From Canterbury Commons
Jump to: navigation, search

The twenty acres of land now comprising Wiley Park was initially part of 60 acres of land granted to Robert Wilkinson in 1832. It passed to the Wiley family in 1862.

This park is named after John F. Wiley who bequeathed land for the park to Canterbury Council when he died in 1895. There was controversy about the cost of up keeping a new park in the area where there were then few residents, and a public meeting voted that Council reject the offer of land. Initially many Councillors also opposed accepting the land as a park but eventually voted in favour provided it could find people prepared to act as trustees of the park. Wiley Park formally became owned by Canterbury Council in 1907 and by 1909 Council itself became the Trustee of the park. There remained a park committee who gave their labour voluntarily to improve the park.

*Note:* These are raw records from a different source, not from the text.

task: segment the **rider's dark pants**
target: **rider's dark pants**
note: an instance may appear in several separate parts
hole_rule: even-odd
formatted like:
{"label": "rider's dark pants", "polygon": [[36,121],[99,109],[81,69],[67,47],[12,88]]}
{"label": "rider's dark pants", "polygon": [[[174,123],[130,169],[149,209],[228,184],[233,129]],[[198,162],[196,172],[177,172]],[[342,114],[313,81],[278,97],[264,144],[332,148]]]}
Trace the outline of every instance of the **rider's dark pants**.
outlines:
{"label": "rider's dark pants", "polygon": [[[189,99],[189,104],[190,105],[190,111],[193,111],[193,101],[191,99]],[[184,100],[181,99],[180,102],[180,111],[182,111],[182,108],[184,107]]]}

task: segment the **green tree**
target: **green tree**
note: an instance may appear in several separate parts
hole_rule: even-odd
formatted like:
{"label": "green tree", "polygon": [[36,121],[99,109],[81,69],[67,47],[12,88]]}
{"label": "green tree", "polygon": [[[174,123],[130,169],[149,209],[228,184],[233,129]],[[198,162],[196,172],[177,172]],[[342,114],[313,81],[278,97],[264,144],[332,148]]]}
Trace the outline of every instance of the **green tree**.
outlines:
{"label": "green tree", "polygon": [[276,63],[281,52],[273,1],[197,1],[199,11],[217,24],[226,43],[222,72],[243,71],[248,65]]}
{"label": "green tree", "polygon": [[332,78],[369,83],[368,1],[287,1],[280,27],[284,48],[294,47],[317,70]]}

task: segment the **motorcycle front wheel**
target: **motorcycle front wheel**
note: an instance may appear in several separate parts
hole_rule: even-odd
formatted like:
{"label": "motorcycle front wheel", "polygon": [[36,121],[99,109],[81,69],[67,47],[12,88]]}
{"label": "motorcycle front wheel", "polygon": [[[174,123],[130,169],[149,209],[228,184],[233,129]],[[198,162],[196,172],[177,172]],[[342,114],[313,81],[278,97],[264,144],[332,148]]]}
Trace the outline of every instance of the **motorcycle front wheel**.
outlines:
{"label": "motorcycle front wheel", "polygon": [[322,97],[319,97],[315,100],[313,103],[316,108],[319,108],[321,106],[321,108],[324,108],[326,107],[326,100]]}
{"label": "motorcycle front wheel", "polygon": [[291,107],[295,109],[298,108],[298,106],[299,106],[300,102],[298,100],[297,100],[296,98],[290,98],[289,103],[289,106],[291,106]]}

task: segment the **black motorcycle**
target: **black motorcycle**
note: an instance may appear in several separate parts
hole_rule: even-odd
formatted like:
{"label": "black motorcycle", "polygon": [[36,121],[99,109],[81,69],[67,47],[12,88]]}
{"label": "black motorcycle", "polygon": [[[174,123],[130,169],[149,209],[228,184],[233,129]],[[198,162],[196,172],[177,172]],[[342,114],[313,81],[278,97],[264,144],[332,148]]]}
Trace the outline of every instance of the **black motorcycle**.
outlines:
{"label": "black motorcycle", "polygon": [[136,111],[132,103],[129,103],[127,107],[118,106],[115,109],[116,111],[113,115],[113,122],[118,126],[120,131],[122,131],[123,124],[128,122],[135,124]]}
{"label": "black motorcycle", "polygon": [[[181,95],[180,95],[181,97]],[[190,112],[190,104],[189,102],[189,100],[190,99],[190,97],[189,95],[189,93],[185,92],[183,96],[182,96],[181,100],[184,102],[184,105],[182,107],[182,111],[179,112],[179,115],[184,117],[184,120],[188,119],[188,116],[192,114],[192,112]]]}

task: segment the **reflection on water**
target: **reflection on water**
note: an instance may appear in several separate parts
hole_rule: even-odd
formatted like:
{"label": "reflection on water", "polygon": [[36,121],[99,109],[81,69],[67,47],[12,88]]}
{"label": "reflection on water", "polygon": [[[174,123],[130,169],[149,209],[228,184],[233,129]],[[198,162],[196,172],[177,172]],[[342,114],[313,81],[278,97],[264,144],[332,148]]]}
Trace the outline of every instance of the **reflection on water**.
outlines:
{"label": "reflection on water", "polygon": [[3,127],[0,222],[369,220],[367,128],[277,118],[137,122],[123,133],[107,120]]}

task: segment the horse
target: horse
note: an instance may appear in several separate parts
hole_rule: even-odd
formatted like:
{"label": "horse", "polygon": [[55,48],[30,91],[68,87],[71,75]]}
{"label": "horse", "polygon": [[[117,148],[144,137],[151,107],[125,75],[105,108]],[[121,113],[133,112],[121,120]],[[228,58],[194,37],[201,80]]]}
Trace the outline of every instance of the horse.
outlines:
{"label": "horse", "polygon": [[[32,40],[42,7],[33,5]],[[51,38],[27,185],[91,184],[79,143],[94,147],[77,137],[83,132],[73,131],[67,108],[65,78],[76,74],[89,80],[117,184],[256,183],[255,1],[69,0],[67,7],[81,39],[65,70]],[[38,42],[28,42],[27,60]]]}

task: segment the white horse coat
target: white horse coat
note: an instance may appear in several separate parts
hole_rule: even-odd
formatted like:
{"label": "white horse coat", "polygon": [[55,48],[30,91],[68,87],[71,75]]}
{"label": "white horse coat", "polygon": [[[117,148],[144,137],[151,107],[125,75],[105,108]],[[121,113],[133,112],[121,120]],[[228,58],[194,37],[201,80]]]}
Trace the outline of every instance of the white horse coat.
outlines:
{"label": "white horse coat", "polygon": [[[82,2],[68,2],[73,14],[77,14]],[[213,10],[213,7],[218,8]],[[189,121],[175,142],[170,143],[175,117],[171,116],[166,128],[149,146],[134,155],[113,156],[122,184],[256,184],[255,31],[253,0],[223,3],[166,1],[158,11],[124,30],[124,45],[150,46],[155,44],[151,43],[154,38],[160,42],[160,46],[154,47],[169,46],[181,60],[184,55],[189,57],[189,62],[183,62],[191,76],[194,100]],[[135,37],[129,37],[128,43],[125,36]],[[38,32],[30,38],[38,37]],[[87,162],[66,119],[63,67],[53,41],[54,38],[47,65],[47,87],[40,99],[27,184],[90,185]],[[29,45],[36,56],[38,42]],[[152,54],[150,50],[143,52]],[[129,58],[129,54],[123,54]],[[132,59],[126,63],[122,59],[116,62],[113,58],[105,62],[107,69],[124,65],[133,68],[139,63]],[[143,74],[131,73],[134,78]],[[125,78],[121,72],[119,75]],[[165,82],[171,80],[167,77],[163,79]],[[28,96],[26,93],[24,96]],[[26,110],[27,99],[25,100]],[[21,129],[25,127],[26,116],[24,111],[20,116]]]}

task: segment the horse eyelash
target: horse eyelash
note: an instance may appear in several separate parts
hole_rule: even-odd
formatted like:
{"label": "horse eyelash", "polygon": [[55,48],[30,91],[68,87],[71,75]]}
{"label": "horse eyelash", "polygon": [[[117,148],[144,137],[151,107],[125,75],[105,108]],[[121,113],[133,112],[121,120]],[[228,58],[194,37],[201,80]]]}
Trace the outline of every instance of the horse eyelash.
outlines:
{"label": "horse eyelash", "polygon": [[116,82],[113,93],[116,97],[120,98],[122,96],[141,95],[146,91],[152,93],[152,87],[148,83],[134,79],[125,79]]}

A pavilion was erected in 1921 and a children's playing area in 1923. A proposal to erect a swimming pool at Wiley Park was first raised in 1928, and over the next few years the proposal gained the support of Council who set aside money for the pool and even called tenders to build it. However the pool was never built.

During the 1930's Depression much work was carried out at Wiley Park under unemployed relief schemes, including building a pavilion which was later named the Fine McPherson Pavilion after Alderman TEA. McPherson who was Mayor in 1948. A cinder track for cycling was also built in the 1930's. The cycle track or velodrome became a popular cycling venue and many state championships were held there. It became the home to the Lakemba Cycling Club and later the Bankstown Sports Club. However the widening of Canterbury and King Georges Roads were widened across two frontages of the park in the 1970's, and the grandstand, oval and cycle track had to be removed. The velodrome was moved to Waterworth Park at Tempe.

Wiley Park has since been redeveloped as a passive recreation area with a pond. It hosts the Wiley Park Bicentennial Amphitheatre, opened in 1988, which seats 2,500 people.